[Also posting to Bugzilla]
According to the ops team, there are a number of separate and
unrelated ops issues that have come up in the last few days:
1) Not all users are experiencing slowness, but a subset of users are.
There's no definite smoking gun, but the most likely cause are ongoing
issues with one of our routers in Tampa. The router will have to be
taken down for maintenance to fix this issue, and order to perform
this maintenance operation with minimal disruption, we need to have
key ops engineers on standby to deal with any issues that may arise.
My understanding is that the best available maintenance window is
Tuesday next week.
2) There was a software deployment on May 18 which caused an
application server overload; it was reverted the same day.

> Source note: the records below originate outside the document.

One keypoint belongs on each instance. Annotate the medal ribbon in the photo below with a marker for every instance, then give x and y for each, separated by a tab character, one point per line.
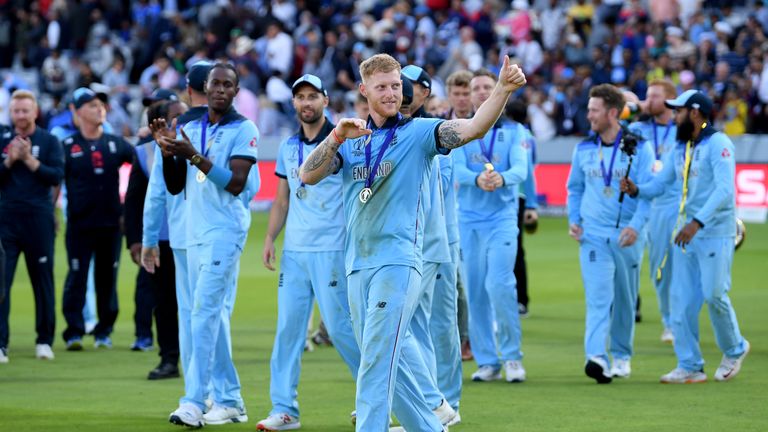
656	139
387	140
607	176
488	153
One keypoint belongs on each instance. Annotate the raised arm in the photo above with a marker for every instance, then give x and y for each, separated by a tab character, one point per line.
323	161
456	133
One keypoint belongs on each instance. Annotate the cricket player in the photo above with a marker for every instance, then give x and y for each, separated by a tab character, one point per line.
312	264
220	181
660	130
703	166
489	171
385	165
607	231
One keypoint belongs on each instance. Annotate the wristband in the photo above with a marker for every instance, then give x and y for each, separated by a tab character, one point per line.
219	176
336	136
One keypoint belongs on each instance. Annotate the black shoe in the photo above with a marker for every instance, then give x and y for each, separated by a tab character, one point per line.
165	370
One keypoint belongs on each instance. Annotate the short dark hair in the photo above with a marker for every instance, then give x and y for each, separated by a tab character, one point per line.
612	97
227	66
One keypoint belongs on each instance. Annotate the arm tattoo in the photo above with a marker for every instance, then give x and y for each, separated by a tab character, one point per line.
449	136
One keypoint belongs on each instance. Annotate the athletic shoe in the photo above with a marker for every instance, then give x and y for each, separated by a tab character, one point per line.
280	421
103	342
729	367
223	415
621	368
43	352
163	371
75	344
597	369
187	414
514	371
667	336
142	344
456	420
487	373
682	376
522	310
444	413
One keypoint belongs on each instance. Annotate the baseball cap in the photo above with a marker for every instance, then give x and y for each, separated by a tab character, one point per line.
311	80
158	95
693	99
198	74
407	91
417	75
83	95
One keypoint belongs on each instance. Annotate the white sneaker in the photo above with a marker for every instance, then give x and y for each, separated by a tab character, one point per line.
187	414
667	336
43	352
597	369
514	371
222	415
487	373
621	368
280	421
444	413
730	367
682	376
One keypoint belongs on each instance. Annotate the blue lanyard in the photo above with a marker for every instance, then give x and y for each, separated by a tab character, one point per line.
607	176
656	139
488	153
387	140
204	122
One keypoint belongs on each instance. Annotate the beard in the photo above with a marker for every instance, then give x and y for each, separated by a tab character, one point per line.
685	130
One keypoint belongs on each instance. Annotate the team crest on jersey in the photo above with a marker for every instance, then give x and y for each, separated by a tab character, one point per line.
76	151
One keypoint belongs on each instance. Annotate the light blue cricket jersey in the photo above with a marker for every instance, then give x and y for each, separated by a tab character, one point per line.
711	182
436	248
316	222
508	158
449	197
588	205
389	228
216	214
662	140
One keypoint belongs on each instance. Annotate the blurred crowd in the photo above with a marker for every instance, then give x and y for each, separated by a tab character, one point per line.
565	47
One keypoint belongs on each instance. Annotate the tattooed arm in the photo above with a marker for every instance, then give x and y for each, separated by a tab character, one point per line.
456	133
323	161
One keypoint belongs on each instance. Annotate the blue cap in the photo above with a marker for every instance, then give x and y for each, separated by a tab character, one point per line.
311	80
198	74
417	75
691	99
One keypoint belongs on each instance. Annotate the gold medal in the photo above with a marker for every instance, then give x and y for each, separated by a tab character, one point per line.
365	195
658	166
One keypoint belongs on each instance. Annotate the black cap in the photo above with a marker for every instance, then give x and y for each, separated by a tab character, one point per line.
692	99
310	80
198	74
417	75
160	95
407	90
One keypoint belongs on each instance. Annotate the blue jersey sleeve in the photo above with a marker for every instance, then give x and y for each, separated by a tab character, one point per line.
723	164
575	186
154	203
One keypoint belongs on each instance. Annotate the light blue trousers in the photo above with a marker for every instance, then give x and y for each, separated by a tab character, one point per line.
304	276
703	274
611	276
488	257
382	302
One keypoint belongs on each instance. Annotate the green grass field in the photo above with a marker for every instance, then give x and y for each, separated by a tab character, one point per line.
107	390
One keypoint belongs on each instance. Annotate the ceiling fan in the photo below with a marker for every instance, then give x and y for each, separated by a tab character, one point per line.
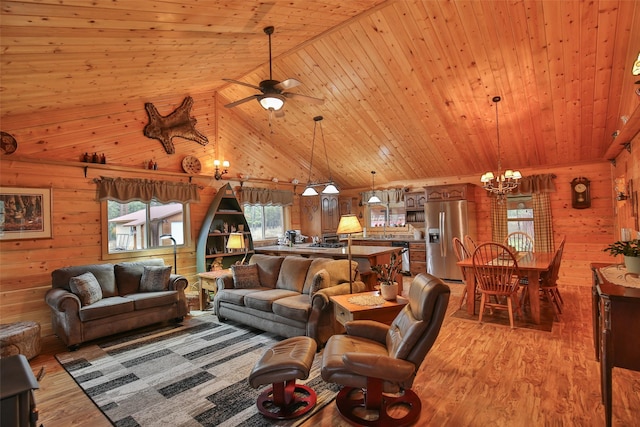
273	93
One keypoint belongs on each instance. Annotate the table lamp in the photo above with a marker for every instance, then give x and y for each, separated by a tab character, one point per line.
175	256
348	225
236	241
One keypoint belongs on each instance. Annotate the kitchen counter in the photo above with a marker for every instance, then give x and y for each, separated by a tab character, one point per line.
366	256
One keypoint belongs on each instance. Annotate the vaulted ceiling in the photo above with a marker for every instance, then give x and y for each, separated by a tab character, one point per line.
408	85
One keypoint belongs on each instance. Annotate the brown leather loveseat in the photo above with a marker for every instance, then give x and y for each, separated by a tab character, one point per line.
130	295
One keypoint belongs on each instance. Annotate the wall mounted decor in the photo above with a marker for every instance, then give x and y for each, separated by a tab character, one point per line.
25	213
8	143
178	123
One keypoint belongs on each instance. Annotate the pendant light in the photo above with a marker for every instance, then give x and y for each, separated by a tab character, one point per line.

3) The mobile servers are currently intermittently overloaded,
throwing internal server errors, and servers to provide additional
capacity have been racked today.
4) In case you're looking at it,
ganglia.wikimedia.org is not
displaying correct server status information (as of yesterday); it's
in the process of being fixed.
We're still in the process of setting up a new primary data center
location in Ashburn, VA, which will give us higher site reliability in
general, and also create the possibility of safe failover in
maintenance or emergency situations.
Thank you for this, Erik. Even this computer-challenged person could
understand what you wrote :-).
Be healthy,
Marc Riddell